Pennsylvania Bar Association. Voluntary bar. The Pennsylvania Supreme Court handles attorney admission separately via the Pennsylvania Board of Law Examiners.

Bar association website

Pennsylvania Federal and Business Courts

Federal districts: E.D. Pa., M.D. Pa., W.D. Pa.

Business court: Pennsylvania Court of Common Pleas Commerce Case Management Program (established 2000) Commerce programs operate in Philadelphia County (first commerce program court) and Allegheny County (Pittsburgh). Handles complex commercial and business disputes.

Pennsylvania M&A Market Context

Pennsylvania M&A is concentrated in Philadelphia (pharmaceuticals, financial services, healthcare) and Pittsburgh (technology, healthcare, energy), with significant mid-market deal activity statewide.

Watchpoints

Common Wayne SPAC & Business Combination Law Pitfalls

These are the items we see derail spac & business combination law transactions in the Wayne market.
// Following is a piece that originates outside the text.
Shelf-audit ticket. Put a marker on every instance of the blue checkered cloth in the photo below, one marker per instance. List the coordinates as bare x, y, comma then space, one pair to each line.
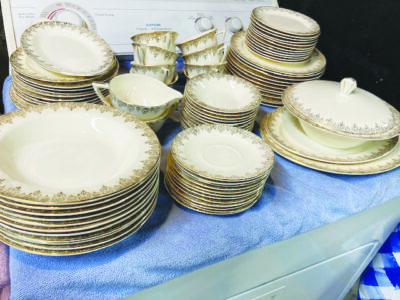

Each one is rooted in current statutory law, recent legislative changes, or recurring patterns from the deals Alex has handled.

1

Pennsylvania non-compete enforcement and earn-out exposure

State legal framework

Enforceable with reasonableness test. Reformation available. Continued employment is sufficient consideration.

"Founders get excited about the check amount and focus on valuation headlines while the fine print gets glossed over."
Alex Lubyansky · Alex LinkedIn Published (Notion library)
2

Wayne local regulatory exposure

Local regulatory

Pennsylvania Securities Commission oversees Blue Sky filings. Delaware corporate law applies to most M&A transactions regardless of where parties are physically located, given Delaware incorporation prevalence.

3

Pennsylvania regulatory framework attorneys flag at LOI

State statute

Securities regulated by Pennsylvania Securities Commission (psc.pa.gov). Pennsylvania follows a comprehensive securities act with merit review authority for certain public offerings; Blue Sky notice filings required for Reg D.

Other SPAC Attorney Service Areas Near Wayne

Acquisition Stars represents clients across Pennsylvania and nationwide. Alex Lubyansky handles every engagement personally.

Don't see your city? View all SPAC Attorney service areas or contact us directly.

Attorney perspective on spac attorney matters in Wayne

Alex Lubyansky, Managing Partner at Acquisition Stars
"The SPAC structure is not a shortcut. It trades traditional IPO scrutiny for de-SPAC scrutiny, and the SEC has gotten much more aggressive about the latter. The real work is in the business combination, not the IPO."
Alex Lubyansky, Senior Counsel On SPAC transaction reality (Client engagement letter)

15+ years of M&A and securities transaction experience Senior counsel on every engagement Admitted in Michigan, practicing nationwide

Reviewed by Alex Lubyansky on . Read full bio

Ready to Talk About Your Wayne Deal?

Alex Lubyansky handles every engagement personally. Tell us about your transaction and we will let you know if there is a fit.

Request Engagement Assessment

Tell us about your deal. We review every submission and respond within one business day.

Your information is kept strictly confidential and will never be shared. Privacy Policy

One attorney on every deal. Nationwide. 15+ years of M&A experience.